La detención de Mario, El Gordo, Cárdenas Guillén, señalado como jefe del Cártel del Golfo, sólo afectará a una fracción específica de esta organización criminal más que al cártel en conjunto, advirtió la consultora estadounidense Stratfor.

A través de un documento de análisis, esta firma especializada en seguridad detalló que el Cártel del Golfo comenzó a presentar cambios de liderazgo después de que Osiel Cárdenas Guillén fuera extraditado a Estados Unidos en el 2010. Desde entonces, Mario Cárdenas no ha sido capaz de demostrar capacidad o deseo para dirigir las operaciones de este grupo criminal. Como resultado, varios integrantes de El Golfo que no pertenecen a la familia Cárdenas, en particular Eduardo Costilla, han superado al detenido en jerarquía y organización.

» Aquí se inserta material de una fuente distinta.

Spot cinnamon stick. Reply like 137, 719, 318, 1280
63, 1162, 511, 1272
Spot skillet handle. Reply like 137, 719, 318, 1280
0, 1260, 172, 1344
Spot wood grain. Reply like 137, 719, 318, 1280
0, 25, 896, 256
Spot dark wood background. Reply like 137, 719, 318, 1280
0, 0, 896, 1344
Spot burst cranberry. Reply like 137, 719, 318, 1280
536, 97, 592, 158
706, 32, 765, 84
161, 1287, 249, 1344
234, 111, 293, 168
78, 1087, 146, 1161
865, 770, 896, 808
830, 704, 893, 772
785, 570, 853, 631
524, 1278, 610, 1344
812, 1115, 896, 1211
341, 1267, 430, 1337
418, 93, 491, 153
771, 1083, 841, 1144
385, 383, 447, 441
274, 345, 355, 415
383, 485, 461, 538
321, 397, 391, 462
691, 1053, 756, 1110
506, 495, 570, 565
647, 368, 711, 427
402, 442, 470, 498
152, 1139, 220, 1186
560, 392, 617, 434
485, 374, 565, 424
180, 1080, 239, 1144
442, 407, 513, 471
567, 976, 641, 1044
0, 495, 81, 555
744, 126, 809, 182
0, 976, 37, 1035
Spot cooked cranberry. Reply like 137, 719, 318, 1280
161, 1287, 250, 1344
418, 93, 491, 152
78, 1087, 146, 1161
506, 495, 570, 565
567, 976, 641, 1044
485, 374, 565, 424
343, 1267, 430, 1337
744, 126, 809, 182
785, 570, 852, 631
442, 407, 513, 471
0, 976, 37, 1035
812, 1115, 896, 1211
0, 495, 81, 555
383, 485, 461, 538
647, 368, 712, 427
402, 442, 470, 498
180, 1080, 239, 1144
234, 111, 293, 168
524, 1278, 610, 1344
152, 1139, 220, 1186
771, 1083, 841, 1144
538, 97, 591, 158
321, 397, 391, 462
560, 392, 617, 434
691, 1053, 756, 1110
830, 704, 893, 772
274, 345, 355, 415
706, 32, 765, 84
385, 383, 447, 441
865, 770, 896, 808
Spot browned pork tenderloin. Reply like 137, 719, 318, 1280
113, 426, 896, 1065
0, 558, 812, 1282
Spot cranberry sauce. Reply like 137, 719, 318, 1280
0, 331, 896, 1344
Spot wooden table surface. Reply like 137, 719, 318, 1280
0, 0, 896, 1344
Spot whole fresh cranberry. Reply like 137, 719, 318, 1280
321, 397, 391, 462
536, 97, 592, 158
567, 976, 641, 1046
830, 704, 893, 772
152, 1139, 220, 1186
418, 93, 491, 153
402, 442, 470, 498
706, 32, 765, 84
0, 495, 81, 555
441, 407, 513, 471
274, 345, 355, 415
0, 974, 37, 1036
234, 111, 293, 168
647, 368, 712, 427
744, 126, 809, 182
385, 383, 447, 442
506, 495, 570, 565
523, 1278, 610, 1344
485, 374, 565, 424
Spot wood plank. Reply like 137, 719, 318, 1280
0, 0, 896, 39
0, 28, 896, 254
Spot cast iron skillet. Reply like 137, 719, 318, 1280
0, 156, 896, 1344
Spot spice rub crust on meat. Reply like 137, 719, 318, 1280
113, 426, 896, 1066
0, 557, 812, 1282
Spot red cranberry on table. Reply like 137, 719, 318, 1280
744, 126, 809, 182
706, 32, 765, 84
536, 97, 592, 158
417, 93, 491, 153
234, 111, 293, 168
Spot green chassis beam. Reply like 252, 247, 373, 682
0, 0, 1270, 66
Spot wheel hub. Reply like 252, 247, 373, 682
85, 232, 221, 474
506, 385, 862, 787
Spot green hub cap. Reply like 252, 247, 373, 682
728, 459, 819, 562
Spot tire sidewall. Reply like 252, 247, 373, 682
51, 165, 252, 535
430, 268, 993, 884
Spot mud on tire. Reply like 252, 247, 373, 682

Incluso dentro de la facción de Los Rojos, que de acuerdo con la consultora está bajo el mando de Juan González, no está claro si Mario tenía mucha influencia sobre las operaciones diarias antes de su detención, argumenta Stratfor.

Por otra parte, la lucha continua del Cártel del Golfo contra Los Zetas en Tamaulipas y Nuevo León ha sido orquestada por Los Metros, por lo que la capacidad del Cártel para hacer frente a Los Zetas probablemente perdurará. Por lo tanto, es poco probable que la detención de Mario socave significativamente la capacidad operativa del Cártel del Golfo; a lo sumo, indica la consultora estadounidense, este arresto podría significar un golpe limitado a la ya debilitada fracción de Los Rojos y consolida más el control de Los Metros.